50.8 x 121.9 cm / 20 x 48 in
101.6 x 228.6 cm / 40 x 90 in
Hand-signed by artist, mounted, titled, editioned and print date in ink label affixed to mount verso
Edition of 5 — 50.8 x 121.9 cm / 20 x 48 in
Edition of 5 — 101.6 x 228.6 cm / 40 x 90 in
© The Artist

Set this beside Morandi's own paintings and the lineage is plain — and plainly mischievous. Where the Bolognese hermit massed his bottles into close, breathing huddles, Meyerowitz pulls three of the master's actual objects apart and parcels them across a triptych, one per panel, each alone in its bay like a saint in an altarpiece. A dark wine bottle, near-black with a plum warmth in its shoulder; a squat ochre box, paper-skinned, the only thing that sits rather than stands; a tall pale bottle, chalk-white, its dripped coat of paint frozen mid-run. Three solos where Morandi wrote chords.

The pleasure is all in the bodies. That brown bottle has the long, tapering waist of a figure caught in profile, casting a shadow that lengthens toward the box like a glance across a room. The white one answers it, ghost to its shade, its surface scabbed and weeping with old gesso — a thing handled, primed, made strange by the painter who once owned it. Between them the cardboard cube squats, dumb and tactile, all corrugated tan against the bottles' verticals. Color stays low and earthen — bruise, oatmeal, cream — and that restraint is exactly the heat of it.

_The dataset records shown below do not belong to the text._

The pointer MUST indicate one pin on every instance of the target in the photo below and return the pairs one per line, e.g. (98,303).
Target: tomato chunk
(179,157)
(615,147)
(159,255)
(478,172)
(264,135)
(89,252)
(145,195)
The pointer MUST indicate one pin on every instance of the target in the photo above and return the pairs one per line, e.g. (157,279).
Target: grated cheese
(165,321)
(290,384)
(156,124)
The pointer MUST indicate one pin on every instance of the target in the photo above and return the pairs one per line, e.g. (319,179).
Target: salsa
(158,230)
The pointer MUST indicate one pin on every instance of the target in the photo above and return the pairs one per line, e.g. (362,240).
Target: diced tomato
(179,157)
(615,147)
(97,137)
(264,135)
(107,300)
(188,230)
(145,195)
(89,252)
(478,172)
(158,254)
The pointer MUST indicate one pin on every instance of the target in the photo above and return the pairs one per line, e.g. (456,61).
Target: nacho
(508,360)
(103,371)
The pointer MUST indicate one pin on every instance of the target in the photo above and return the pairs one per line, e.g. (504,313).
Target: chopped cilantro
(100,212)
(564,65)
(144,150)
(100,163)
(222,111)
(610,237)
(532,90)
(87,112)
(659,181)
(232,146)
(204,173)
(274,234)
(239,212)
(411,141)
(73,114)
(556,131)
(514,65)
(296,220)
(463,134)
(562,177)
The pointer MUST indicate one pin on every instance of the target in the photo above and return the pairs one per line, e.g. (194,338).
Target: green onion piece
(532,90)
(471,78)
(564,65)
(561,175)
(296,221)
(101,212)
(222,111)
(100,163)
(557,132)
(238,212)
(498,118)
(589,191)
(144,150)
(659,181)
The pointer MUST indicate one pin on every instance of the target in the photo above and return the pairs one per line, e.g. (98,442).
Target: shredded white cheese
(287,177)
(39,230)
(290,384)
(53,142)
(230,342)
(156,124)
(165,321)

Then the wall, which is the real revelation. Meyerowitz photographs Morandi's studio paper itself: a sun-faded gold, watermarked, scribbled with faint pencil arcs at the baseboard where the painter sighted his arrangements again and again. Those loops are his thinking, left in graphite. By isolating each object against that worked ground, Meyerowitz turns reverence into something sly and sensual — letting the things keep their dignity while quietly undressing them, panel by panel, into desire.